Review the receive connector:

PowerShell
Get-ReceiveConnector "EX01\Contoso Application Relay" | fl Name,Bindings,RemoteIPRanges,PermissionGroups,AuthMechanism

Summary

In Exchange Hybrid environments, messages submitted anonymously from internal application servers may still appear as anonymous or external in Exchange Online. This is common when systems such as Postfix, SCOM, Nagios, printers, scanners, or custom applications relay mail through Exchange Server on-premises.

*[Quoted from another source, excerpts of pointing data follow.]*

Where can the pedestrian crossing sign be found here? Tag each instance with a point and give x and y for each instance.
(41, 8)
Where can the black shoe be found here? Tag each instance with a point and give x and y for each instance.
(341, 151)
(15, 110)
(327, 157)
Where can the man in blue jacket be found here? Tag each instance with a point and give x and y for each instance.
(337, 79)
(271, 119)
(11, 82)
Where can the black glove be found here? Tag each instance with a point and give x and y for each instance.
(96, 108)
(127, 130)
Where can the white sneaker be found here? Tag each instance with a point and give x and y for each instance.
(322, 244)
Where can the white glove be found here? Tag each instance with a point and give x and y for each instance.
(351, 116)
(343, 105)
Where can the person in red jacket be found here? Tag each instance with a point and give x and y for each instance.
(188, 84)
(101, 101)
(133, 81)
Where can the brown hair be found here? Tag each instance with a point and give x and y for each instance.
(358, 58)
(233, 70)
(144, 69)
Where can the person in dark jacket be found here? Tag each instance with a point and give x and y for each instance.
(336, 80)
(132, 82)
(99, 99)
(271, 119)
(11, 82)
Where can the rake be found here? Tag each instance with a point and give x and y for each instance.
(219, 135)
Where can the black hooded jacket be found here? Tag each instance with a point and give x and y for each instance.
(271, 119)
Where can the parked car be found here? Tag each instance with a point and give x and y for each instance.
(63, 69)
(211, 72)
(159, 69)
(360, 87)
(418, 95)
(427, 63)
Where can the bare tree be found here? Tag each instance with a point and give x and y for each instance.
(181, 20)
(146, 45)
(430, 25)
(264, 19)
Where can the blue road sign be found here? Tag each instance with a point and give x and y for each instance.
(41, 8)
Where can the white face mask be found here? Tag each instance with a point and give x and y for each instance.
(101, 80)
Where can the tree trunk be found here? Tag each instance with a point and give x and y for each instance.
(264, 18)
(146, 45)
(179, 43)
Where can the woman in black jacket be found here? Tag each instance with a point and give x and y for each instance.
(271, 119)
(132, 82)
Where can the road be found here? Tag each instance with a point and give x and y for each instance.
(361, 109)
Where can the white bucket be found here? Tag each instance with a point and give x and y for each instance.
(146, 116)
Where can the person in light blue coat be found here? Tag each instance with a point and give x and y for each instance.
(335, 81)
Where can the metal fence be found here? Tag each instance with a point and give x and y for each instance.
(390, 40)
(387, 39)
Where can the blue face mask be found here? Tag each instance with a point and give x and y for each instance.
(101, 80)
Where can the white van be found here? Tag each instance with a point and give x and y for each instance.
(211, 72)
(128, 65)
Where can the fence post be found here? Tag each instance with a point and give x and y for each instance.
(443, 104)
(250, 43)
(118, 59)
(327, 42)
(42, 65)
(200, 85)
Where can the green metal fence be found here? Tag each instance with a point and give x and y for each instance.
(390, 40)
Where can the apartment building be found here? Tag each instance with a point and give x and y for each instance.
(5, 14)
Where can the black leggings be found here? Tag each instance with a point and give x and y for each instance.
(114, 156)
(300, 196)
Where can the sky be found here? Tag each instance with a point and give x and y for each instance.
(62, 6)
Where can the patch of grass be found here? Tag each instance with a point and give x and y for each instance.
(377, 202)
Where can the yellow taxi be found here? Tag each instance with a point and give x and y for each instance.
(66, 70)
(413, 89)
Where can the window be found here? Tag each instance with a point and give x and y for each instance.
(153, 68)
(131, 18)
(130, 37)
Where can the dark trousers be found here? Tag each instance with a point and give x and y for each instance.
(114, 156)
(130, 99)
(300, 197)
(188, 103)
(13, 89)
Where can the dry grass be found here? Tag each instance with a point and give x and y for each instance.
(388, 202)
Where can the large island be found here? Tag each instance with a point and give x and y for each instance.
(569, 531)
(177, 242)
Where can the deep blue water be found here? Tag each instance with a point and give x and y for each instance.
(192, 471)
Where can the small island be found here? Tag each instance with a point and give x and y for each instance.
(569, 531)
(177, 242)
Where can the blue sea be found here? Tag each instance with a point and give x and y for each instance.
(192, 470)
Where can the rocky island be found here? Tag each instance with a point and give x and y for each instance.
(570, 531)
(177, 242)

Instead of excluding the entire internal domain from the external disclaimer rule, use a controlled approach:

Trusted application relay IP
        ↓
Exchange Server on-premises transport rule stamps a custom header
        ↓
Exchange Online disclaimer rule excludes messages with that header

The goal isn’t to make anonymous application relay messages look like authenticated internal user submissions — it’s to identify trusted internal application relay traffic in a controlled way, and keep it from receiving an unnecessary external disclaimer. That way the disclaimer rule stays effective for genuine external messages, while trusted internal notifications go through cleanly.